January 03, 2025
Nasser Kandil
• The month of January is packed with pivotal deadlines both domestically and internationally. In Lebanon, the highlight is the presidential election session scheduled for the 9th of the month. Globally, the most significant event is the inauguration of U.S. President-elect Donald Trump on the 20th. Between and around these two events lie pressing questions about the fate of the ceasefire agreement in southern Lebanon, with its implementation deadline on the 27th, and the ongoing negotiations for a Gaza agreement aimed at ending the war and resolving the prisoner exchange crisis. All this unfolds under Trump’s looming threat of “all hell will break out” across the Middle East should these matters remain unresolved before he assumes office. Concurrently, Syria faces its own critical milestone: the convening of the National Dialogue Conference as a springboard for a political process culminating in a new constitution and elections.
• Some claim to possess a comprehensive narrative addressing these questions. They argue that Lebanon’s presidential elections hinge on a U.S. green light, that the ceasefire in southern Lebanon is a prelude to disarming the resistance, and that the Gaza agreement is a thinly veiled ultimatum for war on Iran – Trump’s hellfire – unless Hamas accepts Benjamin Netanyahu’s terms. These voices assert that the region, which once deluded itself into swimming against the American tide through the rise of resistance forces, has returned to the U.S. fold more firmly than ever. They interpret the outcomes of the ‘Al-Aqsa Flood’ war and the shifts in Syria as the death knell for the era of resistance and the dawn of a new American-Israeli age. But is this assessment accurate?

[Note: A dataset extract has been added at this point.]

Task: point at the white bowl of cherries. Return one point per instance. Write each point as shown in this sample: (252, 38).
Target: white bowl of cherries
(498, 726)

• Debating this narrative seems unnecessary, as the answers will soon reveal themselves. While the opaque dynamics of Lebanon’s presidential race – caught between U.S. ambiguity over backing the army chief’s candidacy or delaying the election until after Trump’s inauguration – make it difficult to judge the narrative’s validity, the fates of the ceasefire in Lebanon, the Gaza negotiations, and the prospects of a U.S. war on Iran are clearer tests. The Egyptian proverb aptly applies here: ‘The water reveals the diver’s truth’ in other words ‘The proof of the pudding is in the eating’.
• If this month ends with the withdrawal of the occupying forces within the ceasefire’s 60-day deadline, and the resistance’s leadership asserts that its commitments are limited to facilitating the establishment of a weapon-free zone south of the Litani River – excluding its own arms and role from the agreement – then the narrative aligns with the resistance’s stance, not its critics’. However, should Israel stall the withdrawal under various pretexts, the Lebanese government, which negotiated the agreement, and the army, which oversaw its implementation, must clarify their positions. If both place the blame on the occupying entity, the narrative collapses.
• In Gaza, if an agreement is reached that includes mechanisms for Israeli withdrawal and an end to the war, the narrative falters. Conversely, if no agreement is reached and the U.S. does not launch a war on Iran, thus averting Trump’s predicted Middle Eastern inferno, the narrative is similarly invalidated. It gains traction only if an agreement emerges in which the resistance relinquishes its condition for ending the war and achieving Israeli withdrawal. The crucial question in both Gaza and Lebanon is whether the agreements ensure the dismantling of resistance forces and their armaments – fulfilling the Israeli assertion that this is the linchpin for the occupying entity’s existential security. Such an outcome would end the coexistence with armed resistance movements, which produced the ‘Al-Aqsa Flood’, its support fronts, and the extension of battles into territories occupied in 1948, threatening settlement security and the deterrence power of the occupying army. So, do these agreements mark the end of coexistence with armed resistance, or merely delay an inevitable confrontation?
• Once again, ‘The proof of the pudding is in the eating’.